Ask HN: What's the smartest financial decision you've ever made? - tehMonk
======
baccheion
Save at least 20% of take-home in a high-yield account. Even if not making
that much. Get into the habit. Never touch it (even if it requires drafting
legal documents)! The DJIA (ie, stock market) averages 8% YoY above inflation.
50% is even better, though put the excess in another account. Further increase
the amount via 401k. Such an approach is the only real approach to (early)
retirement.

Think before buying a house. Given the need for a down payment (could be
accruing more interest in a high-yield account) and additional hidden costs,
it may be a poor investment. As long as returns are more than 2% above
inflation (average YoY increase in property value), a high-yield account is
likely a better place to park any savings.

Many jobs are a trap. Side hustles. Recurring revenue. Given APY, how long
would it take to have enough for retirement if you stopped adding money to an
investment account?

Choose friends and significant others well.

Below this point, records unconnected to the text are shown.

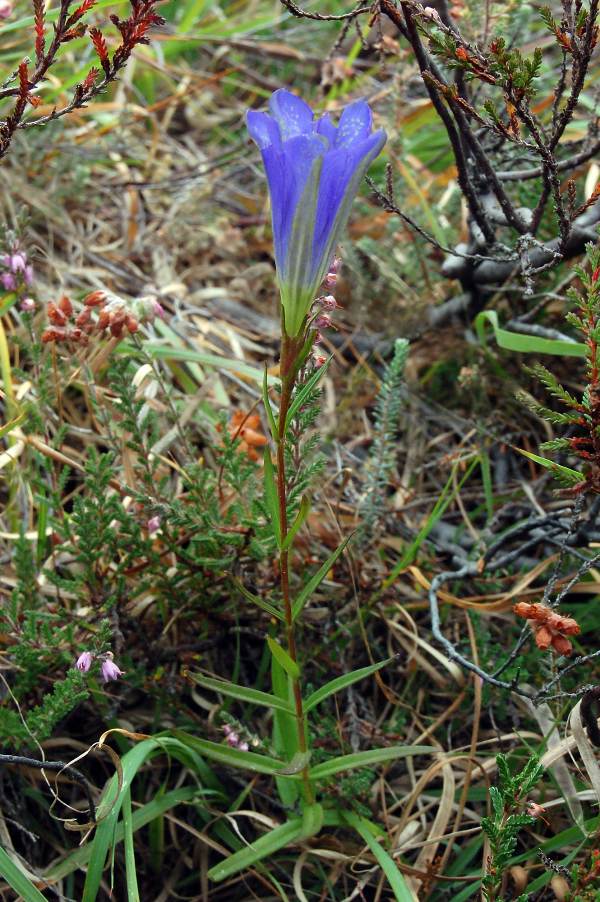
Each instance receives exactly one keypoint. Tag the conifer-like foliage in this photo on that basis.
(582, 416)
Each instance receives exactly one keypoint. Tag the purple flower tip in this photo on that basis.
(9, 283)
(110, 671)
(314, 170)
(84, 661)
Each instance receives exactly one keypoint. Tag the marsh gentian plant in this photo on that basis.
(314, 169)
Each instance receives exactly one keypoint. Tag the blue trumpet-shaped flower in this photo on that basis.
(314, 170)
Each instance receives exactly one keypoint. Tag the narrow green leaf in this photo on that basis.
(285, 732)
(366, 759)
(244, 693)
(400, 888)
(312, 820)
(267, 406)
(525, 344)
(303, 512)
(317, 579)
(573, 476)
(297, 764)
(259, 764)
(133, 894)
(14, 876)
(341, 682)
(261, 848)
(12, 424)
(301, 397)
(257, 600)
(271, 497)
(281, 655)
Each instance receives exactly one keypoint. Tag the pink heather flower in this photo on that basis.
(17, 262)
(8, 281)
(328, 302)
(323, 321)
(110, 671)
(153, 524)
(84, 661)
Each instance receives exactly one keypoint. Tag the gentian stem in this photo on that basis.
(290, 352)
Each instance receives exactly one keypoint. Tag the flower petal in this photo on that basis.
(343, 170)
(292, 114)
(326, 128)
(263, 129)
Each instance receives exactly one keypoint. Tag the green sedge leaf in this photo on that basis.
(566, 473)
(259, 764)
(347, 679)
(271, 497)
(282, 658)
(395, 878)
(257, 600)
(244, 693)
(365, 759)
(312, 820)
(267, 406)
(317, 579)
(301, 516)
(301, 397)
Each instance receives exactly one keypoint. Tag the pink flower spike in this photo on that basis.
(110, 671)
(84, 661)
(9, 283)
(17, 262)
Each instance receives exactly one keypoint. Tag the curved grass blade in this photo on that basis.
(317, 579)
(17, 880)
(244, 693)
(400, 888)
(365, 759)
(341, 682)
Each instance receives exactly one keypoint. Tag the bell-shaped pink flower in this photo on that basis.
(84, 661)
(110, 671)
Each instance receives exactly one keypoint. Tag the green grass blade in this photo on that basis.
(244, 693)
(366, 759)
(400, 888)
(267, 845)
(341, 682)
(281, 655)
(525, 344)
(14, 876)
(317, 579)
(133, 894)
(259, 764)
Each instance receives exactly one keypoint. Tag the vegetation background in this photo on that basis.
(133, 513)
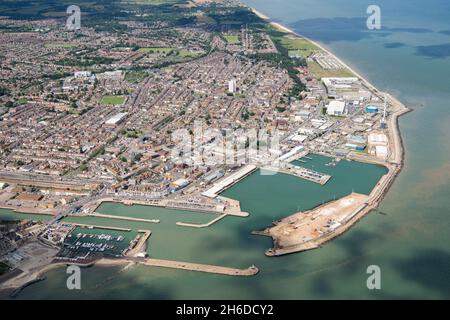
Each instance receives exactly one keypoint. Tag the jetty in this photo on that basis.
(300, 172)
(250, 271)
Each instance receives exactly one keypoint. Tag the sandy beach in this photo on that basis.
(288, 30)
(394, 163)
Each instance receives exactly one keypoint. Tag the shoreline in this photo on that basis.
(321, 47)
(26, 279)
(394, 162)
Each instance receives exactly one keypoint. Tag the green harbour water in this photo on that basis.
(228, 242)
(410, 242)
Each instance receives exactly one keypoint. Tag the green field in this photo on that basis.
(113, 100)
(186, 53)
(232, 39)
(135, 76)
(165, 50)
(59, 45)
(297, 46)
(319, 72)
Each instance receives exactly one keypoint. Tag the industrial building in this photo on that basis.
(336, 108)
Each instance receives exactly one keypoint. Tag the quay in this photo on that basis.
(90, 226)
(250, 271)
(229, 181)
(300, 172)
(139, 247)
(204, 225)
(101, 215)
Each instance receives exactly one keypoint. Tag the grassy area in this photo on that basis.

Healthcare and childcare costs rise the fastest compared to inflation.

------
cimmanom
Finding an awesome apartment with relatively low rent and then staying there
even as my salary nearly tripled.

For most of us, housing is our biggest monthly cost. If you can avoid
“upgrading your lifestyle” as you upgrade your income, that’s the biggest area
for savings.

I’m now saving $2400/mo (~$29k/yr) just on rent compared to the max that’s
considered financially viable at my current income.

------
Ayesh
Saving money with an automatic fund transfer. I setup an automatic fund
transfer from one account to the other (in the same bank), and that account is
not linked to any ATM. I often reward myself by making the same transfer more
than once in a month everytime I get a bonus or somethibg like that.